Deployment

.claude/rules/deployment.md

← Zurück zu Knowledge

Deployment

.claude/rules/deployment.md · 2.5K

---
paths:
  - "apps/web/**"
  - "apps/mobile/**"
  - "apps/admin/**"
  - "**/wrangler*"
  - "**/astro.config.*"
---

# Deployment

All 3 apps are Cloudflare Pages projects with auto-deploy on push to `main`.
Full walkthrough: `docs/CLOUDFLARE_SETUP.md`.

| Project | URL | Stack | Auto-deploy |
|---------|-----|-------|-------------|
| Landing | [carrot-landing.pages.dev](https://carrot-landing.pages.dev) | Astro 5 static | ✅ |
| Mobile Web | `carrot-app.pages.dev` | Expo Web export | ✅ |
| Admin Portal | `carrot-admin.pages.dev` | Astro 5 static (React island for charts) | ✅ once Build-Ausgabe = `dist` + CF Access added |

## What's in `wrangler.toml` (Code = source of truth)

- `name`, `compatibility_date`, `compatibility_flags`
- `pages_build_output_dir`
- `[placement]`, `[observability]`, `[vars]`, `[env.preview.vars]`
- `keep_vars = true`
- Bindings (commented today; ready for `[[d1_databases]]`, `[[kv_namespaces]]`, `[[r2_buckets]]`, `[browser]`, `[ai]`)
- Custom domain `[[routes]]` (commented until carrot.at exists)

## What's in `_headers` (also code = source of truth)

`apps/web/public/_headers` and `apps/admin/public/_headers` — security + caching headers.

## What's in `.nvmrc`

Per app + repo root. Cloudflare Pages reads `.nvmrc` automatically — **NODE_VERSION env var in dashboard is not needed.**

## What stays in the dashboard

- Build-Befehl + Stammverzeichnis (Pages reads dashboard first)
- Build-Systemversion (=3)
- Build-time secrets (`SUPABASE_SECRET_KEY`)
- Custom domains (uncomment `[[routes]]` in wrangler AFTER adding in dashboard)
- Cloudflare Access policies (Zero Trust → Applications)
- Notifications, branch deploy controls

## Pages dashboard build settings (per project)

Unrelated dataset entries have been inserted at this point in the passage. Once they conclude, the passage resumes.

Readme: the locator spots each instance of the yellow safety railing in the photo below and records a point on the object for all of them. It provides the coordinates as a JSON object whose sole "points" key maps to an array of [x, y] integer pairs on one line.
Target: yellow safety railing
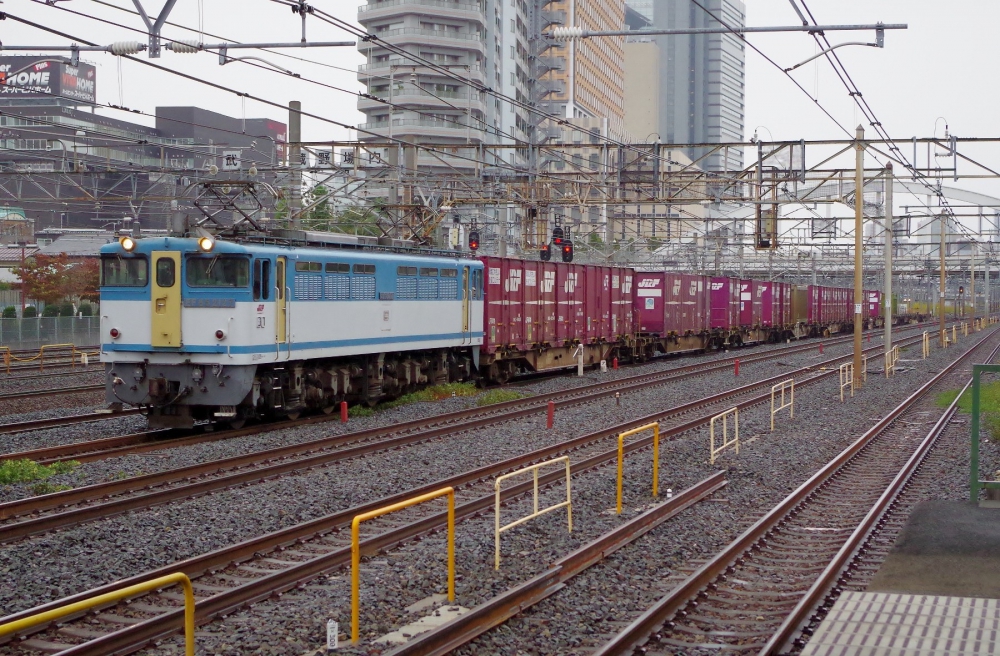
{"points": [[726, 442], [781, 388], [567, 504], [356, 547], [846, 378], [117, 595], [656, 458]]}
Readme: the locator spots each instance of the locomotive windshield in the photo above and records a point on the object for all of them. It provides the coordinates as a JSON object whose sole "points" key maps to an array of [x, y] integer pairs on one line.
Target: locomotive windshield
{"points": [[118, 271], [218, 271]]}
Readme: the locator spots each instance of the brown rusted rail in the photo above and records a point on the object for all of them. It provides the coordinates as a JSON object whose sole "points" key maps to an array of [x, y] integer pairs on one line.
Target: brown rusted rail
{"points": [[639, 631]]}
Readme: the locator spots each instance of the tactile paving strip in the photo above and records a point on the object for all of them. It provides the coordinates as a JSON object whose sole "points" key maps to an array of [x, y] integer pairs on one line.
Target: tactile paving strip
{"points": [[885, 624]]}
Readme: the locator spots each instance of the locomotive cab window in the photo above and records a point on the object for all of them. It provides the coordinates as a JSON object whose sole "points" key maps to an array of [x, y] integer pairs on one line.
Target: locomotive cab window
{"points": [[261, 279], [117, 271], [165, 274], [218, 271]]}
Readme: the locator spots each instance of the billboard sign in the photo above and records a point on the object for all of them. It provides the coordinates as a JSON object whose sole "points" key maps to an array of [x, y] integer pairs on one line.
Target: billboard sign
{"points": [[47, 77]]}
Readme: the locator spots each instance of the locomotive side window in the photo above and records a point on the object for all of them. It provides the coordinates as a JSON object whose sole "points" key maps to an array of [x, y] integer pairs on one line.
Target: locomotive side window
{"points": [[165, 274], [117, 271], [218, 271], [261, 279]]}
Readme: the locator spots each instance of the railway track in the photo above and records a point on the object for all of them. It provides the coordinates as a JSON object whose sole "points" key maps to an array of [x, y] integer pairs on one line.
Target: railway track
{"points": [[105, 499], [229, 578], [92, 450], [765, 587], [55, 391]]}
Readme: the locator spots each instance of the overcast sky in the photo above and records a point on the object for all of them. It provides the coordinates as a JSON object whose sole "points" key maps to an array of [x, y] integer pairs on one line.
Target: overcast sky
{"points": [[942, 66]]}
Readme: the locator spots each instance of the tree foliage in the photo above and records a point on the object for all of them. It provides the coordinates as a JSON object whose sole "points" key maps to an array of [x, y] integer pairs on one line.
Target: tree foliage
{"points": [[45, 277]]}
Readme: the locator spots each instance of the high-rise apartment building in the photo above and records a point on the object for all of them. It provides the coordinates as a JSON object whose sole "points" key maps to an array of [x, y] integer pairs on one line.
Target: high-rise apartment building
{"points": [[590, 79], [702, 86], [483, 42]]}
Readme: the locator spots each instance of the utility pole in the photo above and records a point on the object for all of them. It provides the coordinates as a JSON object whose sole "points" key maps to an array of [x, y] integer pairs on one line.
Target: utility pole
{"points": [[944, 230], [859, 203], [295, 163], [888, 257]]}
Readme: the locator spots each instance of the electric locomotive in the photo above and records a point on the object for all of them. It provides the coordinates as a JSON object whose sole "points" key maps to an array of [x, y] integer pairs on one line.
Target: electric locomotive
{"points": [[200, 329]]}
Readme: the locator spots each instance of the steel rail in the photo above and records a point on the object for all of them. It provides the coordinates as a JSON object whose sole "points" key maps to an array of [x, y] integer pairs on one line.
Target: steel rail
{"points": [[806, 608], [73, 517], [58, 422], [494, 612], [57, 391], [639, 631], [139, 634]]}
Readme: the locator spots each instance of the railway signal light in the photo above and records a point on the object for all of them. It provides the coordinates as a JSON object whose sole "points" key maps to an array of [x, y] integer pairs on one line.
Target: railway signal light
{"points": [[567, 248]]}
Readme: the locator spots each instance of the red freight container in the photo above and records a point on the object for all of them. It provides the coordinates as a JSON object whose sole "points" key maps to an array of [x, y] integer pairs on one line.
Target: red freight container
{"points": [[764, 293], [814, 294], [532, 309], [621, 302], [874, 306], [571, 299], [746, 304], [725, 303]]}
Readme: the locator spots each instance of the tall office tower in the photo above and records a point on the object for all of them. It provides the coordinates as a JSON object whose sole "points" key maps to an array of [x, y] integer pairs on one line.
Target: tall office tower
{"points": [[429, 104], [584, 79], [702, 87], [644, 7]]}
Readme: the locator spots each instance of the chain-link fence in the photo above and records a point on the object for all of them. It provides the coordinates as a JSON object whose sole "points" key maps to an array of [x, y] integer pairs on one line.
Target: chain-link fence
{"points": [[34, 333]]}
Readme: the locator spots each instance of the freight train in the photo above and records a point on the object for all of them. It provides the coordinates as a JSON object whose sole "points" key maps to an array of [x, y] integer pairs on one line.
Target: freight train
{"points": [[200, 329]]}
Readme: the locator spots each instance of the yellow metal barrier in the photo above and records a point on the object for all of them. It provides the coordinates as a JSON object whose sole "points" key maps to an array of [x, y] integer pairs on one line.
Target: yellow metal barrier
{"points": [[356, 547], [567, 504], [846, 378], [726, 442], [656, 458], [790, 404], [117, 595]]}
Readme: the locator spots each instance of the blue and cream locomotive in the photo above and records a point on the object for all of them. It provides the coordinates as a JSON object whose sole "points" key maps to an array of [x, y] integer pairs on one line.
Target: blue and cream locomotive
{"points": [[199, 329]]}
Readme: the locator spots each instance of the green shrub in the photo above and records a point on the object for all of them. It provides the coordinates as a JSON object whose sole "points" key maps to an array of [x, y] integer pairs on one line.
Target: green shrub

### `carrot-landing` — already correct

| Field | Value |
|-------|-------|
| Build-Befehl | `npm run build` |
| Build-Ausgabe | `dist` |
| Stammverzeichnis | `apps/web` |

### `carrot-app`

| Field | Value |
|-------|-------|
| Build-Befehl | `cd ../.. && npm install && cd apps/mobile && npm run build:web` |
| Build-Ausgabe | `dist` |
| Stammverzeichnis | `apps/mobile` |

### `carrot-admin` (Astro 5)

| Field | Value |
|-------|-------|
| Build-Befehl | `cd ../.. && npm install && cd apps/admin && npm run build` |
| Build-Ausgabe | `dist` ← Astro default (NOT `out`) |
| Stammverzeichnis | `apps/admin` |

Plus Cloudflare Access policy whitelisting 3 admin emails.

## Secrets

Never in `wrangler.toml` or git. Set in Pages dashboard → Settings → Variablen → mark as encrypted.